In der Nacht auf Dienstag lässt die Gewittergefahr deutlich nach. Der Dienstag selbst präsentiert sich mit einem Instabilitäts-Index von 0/10, einer Luftfeuchtigkeit von nur noch 50 Prozent und einem Taupunkt-Gradienten von 8,1 Grad als stabiler, trockener Sommertag. Gewitter sind am Dienstag praktisch ausgeschlossen. Der Mittwoch setzt diesen Trend fort – mit Temperaturen bis 33 Grad und einem Taupunkt-Gradienten von fast 11 Grad ist die Luft trotz der Hitze sehr trocken, was konvektive Entwicklungen stark hemmt. Erst am Donnerstag deutet der leicht gesunkene Taupunkt-Gradient von 6,4 Grad bei einem Instabilitäts-Index von 3 von 10 auf eine leicht wachsende Grunddisposition hin – das Gewitterrisiko bleibt dort jedoch noch im niedrigen Bereich und ist aktuell nicht als besorgniserregend einzustufen.
Wer sich heute Abend noch draußen aufhält, sollte die Situation aktiv beobachten.
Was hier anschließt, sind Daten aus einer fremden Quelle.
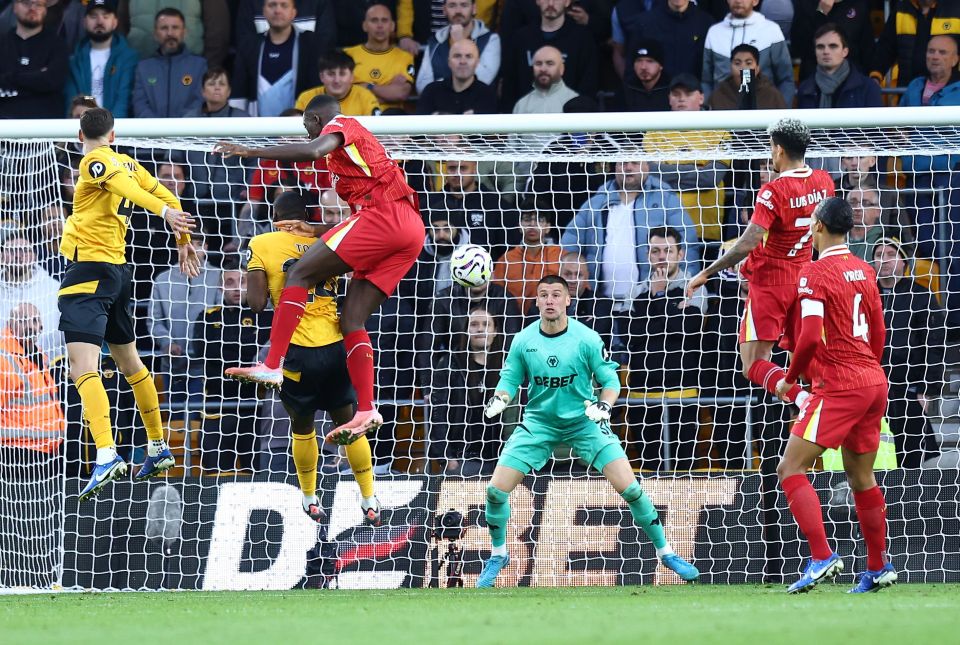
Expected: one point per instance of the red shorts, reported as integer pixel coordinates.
(849, 418)
(772, 313)
(379, 242)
Typische Warnsignale sind eine rapide zunehmende Dunkelheit des westlichen Himmels, plötzlich auffrischende Böen aus wechselnden Richtungen sowie ein merklicher Temperatursturz von mehreren Grad innerhalb weniger Minuten – all das sind Vorboten einer herannahenden Gewitterzelle. Wer im Freien unterwegs ist, sollte spätestens bei den ersten Anzeichen Schutz in einem festen Gebäude suchen. Offene Flächen, Berggipfel, einzeln stehende Bäume und Gewässer sind bei Gewittergefahr tabu. Autofahrer sollten mit Sichtbehinderungen durch Starkregen rechnen und die Geschwindigkeit rechtzeitig reduzieren. Wassersportler und Camper auf exponierten Plätzen werden dringend gebeten, die Lage bereits jetzt zu entschärfen und sichere Unterkunft aufzusuchen. Die DWD-WarnWetter-App liefert aktuelle Unwetterwarnungen für Ihren genauen Standort.
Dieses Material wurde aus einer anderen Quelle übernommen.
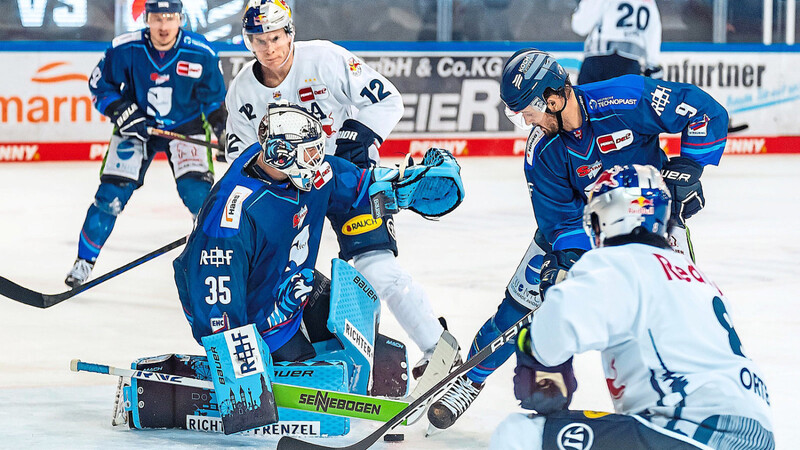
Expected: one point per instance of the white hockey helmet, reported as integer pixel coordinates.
(263, 16)
(624, 198)
(293, 142)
Aufgrund der Gewitterwahrscheinlichkeit im heutigen Abendverlauf sind folgende spezifische Risiken konkret einzukalkulieren: Starkregen mit Regenmengen von lokal über 20 Litern pro Quadratmeter in kurzer Zeit kann zu Überflutungen von Unterführungen, Kellern und tiefliegenden Straßenabschnitten führen. Hagel mit Korngrößen von bis zu einem Zentimeter ist bei der vorhandenen Instabilität und Windscherung möglich – Fahrzeuge und empfindliche Pflanzen sollten wenn möglich geschützt werden. Die Blitzschlaggefahr ist bei einem Instabilitäts-Index von 10/10 als hoch einzustufen; elektrische Geräte im Freien sowie der Aufenthalt unter Bäumen sind kategorisch zu meiden. Darüber hinaus können die bereits gemessenen Sturmböen von bis zu 59 km/h im Umfeld aktiver Gewitterzellen vorübergehend auf Orkanstärke ansteigen und Äste oder schwach verankerte Gegenstände zu gefährlichen Geschossen machen.